- Born: 9 June 1985 (age 41) Tunbridge Wells, Kent, England
- Education: Ravensbourne University
- Occupations: Weather presenter, TV Presenter
- Spouse: Charlie Rose ​(m. 2016)​

= Nazaneen Ghaffar =

British television weather presenter (born 1985)

Nazaneen Ghaffar (born 9 June 1985) is a British television weather presenter and reporter. She currently works for The New York Times, based in their London bureau. She previously appeared on the TalkTV channel, having previously presented for BBC South East Today, ITV West and Sky News.

==Early life==
Ghaffar grew up in Royal Tunbridge Wells, Kent, where she attended St James' Primary School and Tunbridge Wells Girls' Grammar School. After completing her A-levels she studied for a BA (hons) degree in Broadcasting at the Ravensbourne College of Design and Communication in Greenwich.
Her parents are Iranians who met in England.

==Television career==
Upon graduating in 2006, her first television industry job was for Endemol in Bristol as a runner for the programme Deal or No Deal. After moving on to ITV West, her first on-screen opportunity was when she was asked to audition for a weather presenting position and trained at the Met Office. After 18 months of presenting for ITV she moved back to Kent to join the BBC's South East Today programme.

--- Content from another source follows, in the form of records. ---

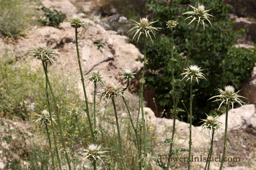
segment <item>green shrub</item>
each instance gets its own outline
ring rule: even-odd
[[[52,11],[49,8],[46,8],[42,3],[39,4],[40,6],[42,6],[41,9],[44,14],[43,18],[38,20],[38,22],[43,25],[58,27],[65,20],[66,14],[61,11],[59,11],[56,9]]]
[[[12,38],[21,35],[35,15],[38,0],[0,0],[0,33]]]
[[[186,1],[184,4],[183,2],[176,0],[167,4],[163,1],[156,3],[150,0],[146,4],[152,14],[150,17],[159,21],[156,26],[164,28],[157,35],[154,45],[150,43],[147,44],[149,49],[147,51],[149,63],[147,68],[150,71],[145,76],[146,85],[157,89],[155,98],[160,100],[159,104],[162,108],[168,110],[167,116],[170,114],[172,102],[172,95],[169,93],[171,89],[171,72],[166,64],[171,55],[171,33],[166,28],[166,21],[174,20],[179,23],[175,32],[174,56],[178,61],[175,63],[175,76],[180,78],[193,29],[192,26],[186,26],[189,21],[184,21],[186,17],[181,14],[191,10],[187,3],[192,6],[198,3],[197,0]],[[193,92],[198,96],[193,103],[193,118],[196,123],[200,121],[199,118],[204,117],[205,113],[212,112],[217,106],[217,104],[207,101],[210,96],[217,94],[217,91],[214,89],[216,87],[222,88],[225,85],[240,88],[242,81],[250,75],[255,62],[253,50],[234,46],[236,43],[236,32],[232,30],[234,24],[227,14],[230,6],[218,0],[204,0],[200,3],[207,4],[207,8],[213,9],[211,14],[215,17],[211,21],[213,27],[206,23],[205,31],[201,26],[198,28],[189,62],[189,65],[196,64],[202,67],[207,78],[206,80],[201,81],[199,86],[195,85]],[[142,44],[139,45],[142,52],[143,46]],[[187,108],[189,98],[188,85],[188,83],[184,83],[180,100],[183,100]],[[179,86],[178,82],[177,86]],[[179,104],[180,108],[185,110],[181,102]],[[180,113],[178,116],[185,121],[187,118],[186,112]]]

On 4 November 2010 it was announced that Ghaffar was leaving the BBC to join Sky News as presenter of The Weather on its Sunrise programme. She also presented forecasts for Sky News-produced 5 News on Channel 5 until 19 February 2012.

On 25 April 2022, Ghaffar left Sky News to join TalkTV on the weather segment after TalkTV News. Since 2024 she works for The New York Times weather team, as their weather reporter based in London.

==Personal life==
Ghaffar married BBC South East reporter Charlie Rose in August 2016.